Die Geschichte des Chachachá (Stepa) im sowjetischen Union stellt ein beeindruckendes Beispiel einer komplexen Anpassung eines westlichen kulturellen Phänomens an die Realitäten des sowjetischen ideologischen Systems dar. Entstanden als Symbol der amerikanischen Massenkultur, wurde der Tanz gezwungen, den Weg von einem verdächtigen «bourgeoisien» Kunst bis zu einem anerkannten, wenn auch streng regulierten, Genre der Unterhaltungsmusik zu gehen. Seine Evolution spiegelt die Schlüsselphasen der sowjetischen Kulturpolitik wider: von der Isolation der 1930er und 1940er Jahre über die «Abkühlung» bis hin zur Stylisierung der Ära des Stagnats.

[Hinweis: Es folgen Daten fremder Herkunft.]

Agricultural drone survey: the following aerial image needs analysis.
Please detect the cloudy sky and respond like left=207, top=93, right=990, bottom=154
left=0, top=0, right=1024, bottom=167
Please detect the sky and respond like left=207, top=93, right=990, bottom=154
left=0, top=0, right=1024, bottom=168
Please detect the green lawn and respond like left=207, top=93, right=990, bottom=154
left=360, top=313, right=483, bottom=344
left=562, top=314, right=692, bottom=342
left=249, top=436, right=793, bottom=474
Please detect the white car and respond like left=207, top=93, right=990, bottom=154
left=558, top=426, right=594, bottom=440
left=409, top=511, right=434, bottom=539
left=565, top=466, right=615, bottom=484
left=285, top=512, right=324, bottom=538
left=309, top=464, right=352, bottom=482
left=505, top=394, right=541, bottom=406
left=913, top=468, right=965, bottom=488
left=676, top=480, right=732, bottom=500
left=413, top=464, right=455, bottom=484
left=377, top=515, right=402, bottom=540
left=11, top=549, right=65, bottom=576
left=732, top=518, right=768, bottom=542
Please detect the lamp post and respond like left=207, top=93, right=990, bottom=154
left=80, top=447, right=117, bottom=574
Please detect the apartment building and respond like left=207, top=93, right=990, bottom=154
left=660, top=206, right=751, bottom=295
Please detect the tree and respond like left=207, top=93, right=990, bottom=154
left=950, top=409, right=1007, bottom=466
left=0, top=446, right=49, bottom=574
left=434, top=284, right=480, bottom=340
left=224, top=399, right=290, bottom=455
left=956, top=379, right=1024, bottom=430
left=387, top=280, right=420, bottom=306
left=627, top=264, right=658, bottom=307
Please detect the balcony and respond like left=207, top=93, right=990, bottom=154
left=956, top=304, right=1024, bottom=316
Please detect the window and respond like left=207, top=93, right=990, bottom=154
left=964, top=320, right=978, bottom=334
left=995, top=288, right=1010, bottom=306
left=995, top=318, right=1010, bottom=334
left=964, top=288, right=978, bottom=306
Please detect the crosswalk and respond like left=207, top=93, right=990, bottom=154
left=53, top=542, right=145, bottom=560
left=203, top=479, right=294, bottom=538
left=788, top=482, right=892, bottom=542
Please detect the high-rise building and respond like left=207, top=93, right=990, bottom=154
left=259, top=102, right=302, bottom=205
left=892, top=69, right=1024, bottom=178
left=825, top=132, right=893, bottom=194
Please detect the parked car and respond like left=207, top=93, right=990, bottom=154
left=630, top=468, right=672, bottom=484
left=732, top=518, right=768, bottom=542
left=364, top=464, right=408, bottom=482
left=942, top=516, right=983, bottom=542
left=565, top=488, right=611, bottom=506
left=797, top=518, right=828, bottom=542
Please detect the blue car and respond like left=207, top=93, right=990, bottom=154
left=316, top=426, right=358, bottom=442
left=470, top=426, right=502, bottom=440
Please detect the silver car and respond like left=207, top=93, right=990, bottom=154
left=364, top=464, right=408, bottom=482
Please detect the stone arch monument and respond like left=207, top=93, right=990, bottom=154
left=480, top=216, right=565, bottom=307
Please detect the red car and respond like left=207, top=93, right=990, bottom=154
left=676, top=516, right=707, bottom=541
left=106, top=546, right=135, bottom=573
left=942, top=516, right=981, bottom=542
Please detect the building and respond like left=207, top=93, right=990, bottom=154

Die ersten Kontakte der sowjetischen Öffentlichkeit mit dem Chachachá erfolgten Ende der 1920er bis Anfang der 1930er Jahre durch Stummfilm und später Tonfilm. Filme mit Fred Astaire und den Nicholas Brothers zeigten eine Technik, die die Zuschauer durch ihre Virtuosität beeindruckte. Allerdings war die offizielle Kulturpolitik skeptisch. Im Rahmen des Kampfes gegen «Kosmopolitismus» und Niedergeschlagenheit vor dem Westen wurde der Step als Ausdruck der «bourgeoisien Freiheit» und «unsozialistischen» Ästhetik wahrgenommen.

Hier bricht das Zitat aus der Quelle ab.